The United States Court of Appeals for the Sixth Circuit has affirmed a District Court ruling holding Circle C Construction, LLC, liable under the False Claims Act for submitting false payroll certifications, while remanding the case for further determinations about damages. Circle C’s contract –for construction work at a Kentucky military installation –explicitly incorporated the certification requirements of the Davis-Bacon Act, 40 U.S.C. § 3142 wage and hour law specifying wage determinations for electrical workers. Circle C, a contractor with 20 years of experience in government contracts, conceded its knowledge of various Davis-Bacon requirement and stated that one of its co-owners and its bookkeeper attended a training session at the Fort Campbell installation on the prevailing wage requirement for federal government contracts. Despite its knowledge of these requirements, Circle C did not include the employees of its primary electrical work subcontractors, Phase Tech, on its original certifications, nor did it verify that these workers were paid prevailing wages.
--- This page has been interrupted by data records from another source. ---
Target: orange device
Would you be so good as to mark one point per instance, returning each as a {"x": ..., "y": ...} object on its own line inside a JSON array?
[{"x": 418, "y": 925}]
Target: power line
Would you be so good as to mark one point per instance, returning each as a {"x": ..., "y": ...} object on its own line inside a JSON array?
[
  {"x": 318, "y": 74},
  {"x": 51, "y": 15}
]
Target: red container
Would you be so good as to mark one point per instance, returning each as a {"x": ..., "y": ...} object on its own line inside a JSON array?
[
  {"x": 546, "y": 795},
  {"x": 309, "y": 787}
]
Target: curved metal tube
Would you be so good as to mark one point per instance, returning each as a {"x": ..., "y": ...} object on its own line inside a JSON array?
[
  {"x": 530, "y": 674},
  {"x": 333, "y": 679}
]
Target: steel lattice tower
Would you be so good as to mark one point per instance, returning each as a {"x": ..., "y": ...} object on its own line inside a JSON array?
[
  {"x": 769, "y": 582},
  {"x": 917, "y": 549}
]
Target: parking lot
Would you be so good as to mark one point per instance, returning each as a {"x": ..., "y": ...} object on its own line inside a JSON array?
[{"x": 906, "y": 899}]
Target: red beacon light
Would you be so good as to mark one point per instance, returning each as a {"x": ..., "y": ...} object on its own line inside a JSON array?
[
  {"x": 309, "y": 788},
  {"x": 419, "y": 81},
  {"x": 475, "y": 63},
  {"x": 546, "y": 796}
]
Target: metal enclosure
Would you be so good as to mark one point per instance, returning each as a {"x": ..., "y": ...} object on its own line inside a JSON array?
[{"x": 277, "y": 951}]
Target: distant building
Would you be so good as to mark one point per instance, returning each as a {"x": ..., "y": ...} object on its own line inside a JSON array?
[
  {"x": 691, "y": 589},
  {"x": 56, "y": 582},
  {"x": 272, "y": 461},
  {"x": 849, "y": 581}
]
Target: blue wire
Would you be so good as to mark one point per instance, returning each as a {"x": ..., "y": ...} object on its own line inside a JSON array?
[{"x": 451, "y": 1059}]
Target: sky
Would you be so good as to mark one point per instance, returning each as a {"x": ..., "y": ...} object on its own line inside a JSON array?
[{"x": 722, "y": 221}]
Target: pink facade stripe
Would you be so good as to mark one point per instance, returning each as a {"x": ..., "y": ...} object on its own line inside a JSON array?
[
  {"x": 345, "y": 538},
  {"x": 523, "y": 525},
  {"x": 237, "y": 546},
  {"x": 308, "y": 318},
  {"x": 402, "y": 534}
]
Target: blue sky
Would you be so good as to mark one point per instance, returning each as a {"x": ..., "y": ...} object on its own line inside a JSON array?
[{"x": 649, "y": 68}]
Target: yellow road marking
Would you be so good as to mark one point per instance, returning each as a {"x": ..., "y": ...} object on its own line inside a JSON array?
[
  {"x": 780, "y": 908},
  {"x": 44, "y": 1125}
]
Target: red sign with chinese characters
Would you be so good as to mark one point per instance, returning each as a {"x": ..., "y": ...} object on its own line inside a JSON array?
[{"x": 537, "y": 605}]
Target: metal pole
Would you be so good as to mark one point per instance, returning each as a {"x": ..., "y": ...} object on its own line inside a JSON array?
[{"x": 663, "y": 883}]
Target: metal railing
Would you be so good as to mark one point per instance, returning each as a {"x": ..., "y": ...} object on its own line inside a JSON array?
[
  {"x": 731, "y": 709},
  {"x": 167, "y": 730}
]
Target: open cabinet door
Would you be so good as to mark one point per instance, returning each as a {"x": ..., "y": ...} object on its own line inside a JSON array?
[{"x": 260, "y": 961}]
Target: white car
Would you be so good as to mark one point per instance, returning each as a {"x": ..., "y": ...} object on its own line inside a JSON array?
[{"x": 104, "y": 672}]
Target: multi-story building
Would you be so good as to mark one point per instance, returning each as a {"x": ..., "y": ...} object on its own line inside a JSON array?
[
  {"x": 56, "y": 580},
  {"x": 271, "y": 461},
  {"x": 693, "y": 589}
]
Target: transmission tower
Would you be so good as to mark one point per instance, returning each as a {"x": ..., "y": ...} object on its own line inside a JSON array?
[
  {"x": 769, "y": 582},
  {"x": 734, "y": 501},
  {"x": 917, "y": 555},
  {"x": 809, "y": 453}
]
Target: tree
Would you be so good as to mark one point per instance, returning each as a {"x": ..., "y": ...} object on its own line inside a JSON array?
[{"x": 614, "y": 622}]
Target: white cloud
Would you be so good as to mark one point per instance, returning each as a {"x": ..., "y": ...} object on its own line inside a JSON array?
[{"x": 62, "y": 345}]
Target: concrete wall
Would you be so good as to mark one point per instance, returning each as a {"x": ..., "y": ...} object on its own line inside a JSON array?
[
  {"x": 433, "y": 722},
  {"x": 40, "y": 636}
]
All Phase Tech electrical workers and laborers were paid at least two dollars an hour less than prevailing wages.
The Sixth Circuit found that Circle C’s payroll certifications were expressly false because:
- they stated that they were complete, when in fact no Phase Tech employees who worked on the project were listed, and
- they falsely represented that the prevailing wages were paid to subcontracted employees.
The Sixth Circuit overturned the damages award because the estimation of cost to the government by the Supervisory Contract Specialist at the Directorate of Contracting at the Fort Campbell Army Post:
- lacked specific detail,
- included projects outside the scope of the amended complaint (in Tennessee instead of Kentucky),
- did not adequately account for the discrepancies in the relevant sums presented by the parties, and
- did not accurately represent the difference between what the government paid to Circle C, what Circle C paid to Phase Tech, and the payments to which Circle C would have been entitled in the absence of its fraud.
This reversal and remand for further proceedings on damages indicates that an activity by activity accounting, instead of a general estimated amount based on percentages, might be necessary to effectively calculate damages under the express certification theory.